Khariq bilang, diskusi ini dilakukan atas inisiatifnya sendiri. “Saya merasa harus segera membuat forum untuk membahas dan menyikapi kasus isu ini. Karena saya lihat anak 2024 juga kurang update terhadap isu tersebut,” ujarnya.

Mulanya, Mahasiswa dari Fakultas Pertanian itu tampilkan berita dari Kompas berjudul Kemendikbud Ristek Batalkan Kenaikan UKT 2024-2025. Ia menanggapi perihal Kementerian Pendidikan dak Kebudayaan (kemendikbud) yang menyatakan mahasiswa lama mempermasalahakan kebijakan UKT, yang padahal kebijakan UKT naik diperuntukkan mahasiswa baru.

“Pihak Kemendikbud justru bukan mempermasalahkan permennya (peraturan menteri) yang bermasalah. Tapi rektornya dan mahasiswanya. Itu sangat mengadu domba, sehingga malah menimbulkan gejolak lagi di internal,” ujar Khariq.

Khariq katakan pembatalan UKT yang baru diumumkan hanyalah meredam isu saja. Mengingat rencana pemerintah yang akan menaikkan UKT di tahun depan. “Harapan abang sih tidak ada peningkatan UKT. Justru kalau bisa penurunan UKT atau yang seperti saya cita-citakan sama kawan-kawan di aliansi pendidikan gratis, ya penghapusan terhadap sistem UKT. Karena kita kuliah di negeri, harusnya negara yang membiayainya,” harapnya.

Ia kemudian mengganti tampilan layar dengan pemberitaan dari Tribun Pekanbaru, berjudul Menteri Nadiem Makarim Batalkan Kenaikan UKT, UNRI Tunggu Petunjuk Teknis dari Kemendikbudristek. 

“Petunjuk teknis itu maksudnya langkah-langkah yang akan ditempuh Unri terkait keputusan,” jelas Khariq terkait judul berita.

Salah satu anggota Aliansi Pendidikan Gratis, M. Dirga Rizkiansyah memberikan pendapatnya. “Yah, memang seharusnya ini adalah hal yang dilakukan Kemendikbudristek sejak lama, bukannya baru sekarang saat seluruh mahasiswa dan masyarakat ramai berbicara soal pendidikan yang mahal,” ujarnya perihal pembatalan kenaikan UKT tersebut.

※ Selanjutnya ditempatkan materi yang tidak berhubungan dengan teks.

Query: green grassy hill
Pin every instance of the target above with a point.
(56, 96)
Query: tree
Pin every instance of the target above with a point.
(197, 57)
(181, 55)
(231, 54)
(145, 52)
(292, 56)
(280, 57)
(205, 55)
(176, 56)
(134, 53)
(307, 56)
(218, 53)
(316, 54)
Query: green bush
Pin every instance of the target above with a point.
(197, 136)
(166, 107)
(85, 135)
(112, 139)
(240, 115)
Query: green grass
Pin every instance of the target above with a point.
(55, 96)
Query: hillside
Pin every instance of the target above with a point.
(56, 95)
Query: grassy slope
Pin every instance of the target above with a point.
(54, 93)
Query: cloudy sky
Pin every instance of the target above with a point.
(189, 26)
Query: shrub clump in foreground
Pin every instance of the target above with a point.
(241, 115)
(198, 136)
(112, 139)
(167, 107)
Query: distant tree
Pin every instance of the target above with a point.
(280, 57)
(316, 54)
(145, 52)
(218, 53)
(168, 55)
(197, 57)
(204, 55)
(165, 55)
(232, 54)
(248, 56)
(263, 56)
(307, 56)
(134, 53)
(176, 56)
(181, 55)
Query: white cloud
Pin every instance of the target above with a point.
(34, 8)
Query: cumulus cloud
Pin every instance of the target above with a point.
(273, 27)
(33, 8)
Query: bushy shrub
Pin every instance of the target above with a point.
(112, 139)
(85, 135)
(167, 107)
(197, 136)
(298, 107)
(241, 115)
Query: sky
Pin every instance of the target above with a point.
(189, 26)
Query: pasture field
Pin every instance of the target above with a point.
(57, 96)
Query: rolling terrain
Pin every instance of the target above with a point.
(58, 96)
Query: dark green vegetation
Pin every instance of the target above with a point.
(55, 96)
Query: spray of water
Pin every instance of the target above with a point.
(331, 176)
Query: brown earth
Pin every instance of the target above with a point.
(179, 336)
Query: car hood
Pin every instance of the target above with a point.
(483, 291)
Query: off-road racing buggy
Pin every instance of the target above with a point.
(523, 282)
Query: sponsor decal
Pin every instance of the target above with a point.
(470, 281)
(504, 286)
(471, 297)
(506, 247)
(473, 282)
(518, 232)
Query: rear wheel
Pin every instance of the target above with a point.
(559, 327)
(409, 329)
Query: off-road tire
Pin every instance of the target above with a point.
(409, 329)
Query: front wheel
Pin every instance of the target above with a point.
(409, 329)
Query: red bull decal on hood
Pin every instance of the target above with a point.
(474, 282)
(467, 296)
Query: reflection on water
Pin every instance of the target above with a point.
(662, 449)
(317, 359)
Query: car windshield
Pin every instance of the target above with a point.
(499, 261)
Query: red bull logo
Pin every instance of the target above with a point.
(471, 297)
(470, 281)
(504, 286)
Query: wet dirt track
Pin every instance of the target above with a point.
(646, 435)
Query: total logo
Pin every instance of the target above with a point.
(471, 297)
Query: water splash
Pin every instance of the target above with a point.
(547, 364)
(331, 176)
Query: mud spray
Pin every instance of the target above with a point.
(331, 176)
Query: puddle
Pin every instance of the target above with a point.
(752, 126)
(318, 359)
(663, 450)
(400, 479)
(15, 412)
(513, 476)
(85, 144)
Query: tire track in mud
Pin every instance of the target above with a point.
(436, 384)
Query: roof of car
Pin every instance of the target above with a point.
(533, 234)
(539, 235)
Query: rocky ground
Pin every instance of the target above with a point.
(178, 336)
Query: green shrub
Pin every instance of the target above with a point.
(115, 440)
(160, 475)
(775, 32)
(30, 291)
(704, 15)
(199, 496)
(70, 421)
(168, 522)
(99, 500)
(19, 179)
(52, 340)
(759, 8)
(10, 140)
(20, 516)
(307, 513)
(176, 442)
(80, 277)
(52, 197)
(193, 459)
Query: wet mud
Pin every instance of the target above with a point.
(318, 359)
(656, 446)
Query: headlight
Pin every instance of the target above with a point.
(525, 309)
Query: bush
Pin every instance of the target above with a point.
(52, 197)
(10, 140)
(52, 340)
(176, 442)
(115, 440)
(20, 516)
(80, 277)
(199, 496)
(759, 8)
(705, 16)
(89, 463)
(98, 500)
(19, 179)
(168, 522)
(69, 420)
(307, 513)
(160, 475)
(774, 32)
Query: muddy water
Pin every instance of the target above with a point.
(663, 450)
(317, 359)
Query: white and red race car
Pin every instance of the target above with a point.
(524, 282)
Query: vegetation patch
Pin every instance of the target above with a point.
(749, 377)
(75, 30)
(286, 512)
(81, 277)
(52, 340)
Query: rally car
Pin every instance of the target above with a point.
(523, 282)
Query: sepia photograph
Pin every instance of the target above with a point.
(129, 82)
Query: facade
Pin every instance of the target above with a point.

Dirga sampaikan negara mempunyai tanggung jawab untuk memberikan pendidikan gratis kepada masyarakat. Permendikbudristek No. 2 Tahun 2024 adalah salah satu penyebab masalahnya. Tak hanya kenaikan UKT, tapi IPI juga didongkrak penerapannya lewat peraturan menteri ini. Maka tuntutan soal cabut Peraturan Menteri Nomor 2 ini harus tetap digaungkan, tambahnya.

Menyatakan hal yang sama, Khariq juga bilang bahwa yang menjadi problematika permasalahan ini adalah Permendikbudristek No. 2 Tahun 2024. Memuat aturan kenaikan UKT bagi mahasiswa baru di Perguruan Tinggi Negeri (PTN), mengutamakan keadilan dan inklusivitas.

Muhammad, nama yang tercantum di bawah profil dengan abjad M itu bertanya, “Apakah ada universitas yang sudah menurunkan atau membatalkan UKT?”

Menanggapi pertanyaan tersebut, Khariq bilang ia belum mendapatkan informasi. Pun pembatalan Kenaikan UKT baru saja diberi tepatnya pada 27 Mei 2024. Sehingga kemungkinannya cukup kecil jika pihak Universitas bertindak sekarang.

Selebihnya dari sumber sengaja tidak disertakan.